In Yoruba land, what happened to my father could be termed as a spiritual attack; it is a normal thing to. However, the kingdom’s lawyer and the family doctor told us that no one killed our father and that what killed him were health issues.

Did you have a conversation with him shortly before he passed on?

A day before the incident, my children and I went to his place to see him. He never complained of any illness, and he even sent regards to my husband, asking me to thank him for being supportive during his coronation ceremony. We left there at about 5pm and there was nothing wrong with him.

I left him in the meeting he had with his chiefs that day. When I got home later in the night at about 9pm, I received a call from my younger brother that my dad had slumped and was rushed to the hospital. On getting to the hospital, he has already passed on.

Did you see his body?

We didn’t even see him at that point. When I got to the hospital, they didn’t allow me and my younger sister to enter the ward because he was already gone. When I later saw my mother, she narrated how he died in her presence, being the first wife. According to her, they were in the backyard of the house receiving fresh air, and were having a conversation; he was reading a piece when she discovered that the paper fell from his hands and he started jerking and fell on the floor and that was how she screamed to alert the chiefs and everyone in the palace.

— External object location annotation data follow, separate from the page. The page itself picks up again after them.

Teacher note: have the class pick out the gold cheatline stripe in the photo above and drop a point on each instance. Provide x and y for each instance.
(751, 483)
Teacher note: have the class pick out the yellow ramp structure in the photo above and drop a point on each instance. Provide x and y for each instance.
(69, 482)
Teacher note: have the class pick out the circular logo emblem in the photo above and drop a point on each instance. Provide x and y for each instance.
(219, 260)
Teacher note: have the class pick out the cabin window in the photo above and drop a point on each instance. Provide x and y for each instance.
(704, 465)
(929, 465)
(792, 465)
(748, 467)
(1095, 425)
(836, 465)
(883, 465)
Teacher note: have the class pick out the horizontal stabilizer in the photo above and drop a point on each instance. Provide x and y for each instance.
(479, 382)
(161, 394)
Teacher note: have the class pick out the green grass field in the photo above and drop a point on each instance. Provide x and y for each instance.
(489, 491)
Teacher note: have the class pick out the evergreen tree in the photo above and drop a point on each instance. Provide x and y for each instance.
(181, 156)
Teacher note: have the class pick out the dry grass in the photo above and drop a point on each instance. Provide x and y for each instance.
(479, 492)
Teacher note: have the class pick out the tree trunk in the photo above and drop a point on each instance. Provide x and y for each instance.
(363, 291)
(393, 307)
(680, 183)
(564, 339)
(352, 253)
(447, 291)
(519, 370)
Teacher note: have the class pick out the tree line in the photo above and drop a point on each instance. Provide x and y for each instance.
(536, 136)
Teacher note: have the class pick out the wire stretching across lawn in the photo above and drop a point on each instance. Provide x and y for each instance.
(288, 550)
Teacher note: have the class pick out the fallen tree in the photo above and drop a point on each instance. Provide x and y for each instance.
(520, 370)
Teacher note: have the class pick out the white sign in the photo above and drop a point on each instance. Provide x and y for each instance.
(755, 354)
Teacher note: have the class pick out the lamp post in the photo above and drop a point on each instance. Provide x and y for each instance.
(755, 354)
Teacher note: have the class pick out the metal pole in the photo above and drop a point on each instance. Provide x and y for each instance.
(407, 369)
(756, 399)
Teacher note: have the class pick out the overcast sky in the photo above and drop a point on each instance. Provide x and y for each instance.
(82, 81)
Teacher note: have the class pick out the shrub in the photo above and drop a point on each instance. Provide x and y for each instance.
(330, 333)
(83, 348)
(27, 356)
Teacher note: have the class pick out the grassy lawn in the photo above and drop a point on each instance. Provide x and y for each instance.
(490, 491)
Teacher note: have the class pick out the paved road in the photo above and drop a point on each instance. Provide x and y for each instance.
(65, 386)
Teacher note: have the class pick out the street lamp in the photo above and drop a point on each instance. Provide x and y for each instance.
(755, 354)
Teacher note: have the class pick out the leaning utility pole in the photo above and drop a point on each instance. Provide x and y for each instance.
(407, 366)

As you said earlier, traditional rulers are restrained from doing many things. How do you relax?

Well, coupled with the fact that I am married, I have children and a husband to give attention to. I still manage to balance all those activities and do not disturb my role as a regent. I still find the time to relax. I don’t necessarily have to be in the palace all day. I only go to the palace whenever I have something important to do.

What are some of the developments you have brought to your community as a regent?

Well, I have things to do, though none of them have been achieved now. I just started and with time, I will do something notable and I will be remembered for bringing good things to my people during my time.

What are the major issues facing your community that you would like to draw attention to?

The major issue we have now is the roads. Our roads are very bad, especially during the rainy season. We need light, a health center, a secondary school and a security post. Apart from all of these, my community is peaceful.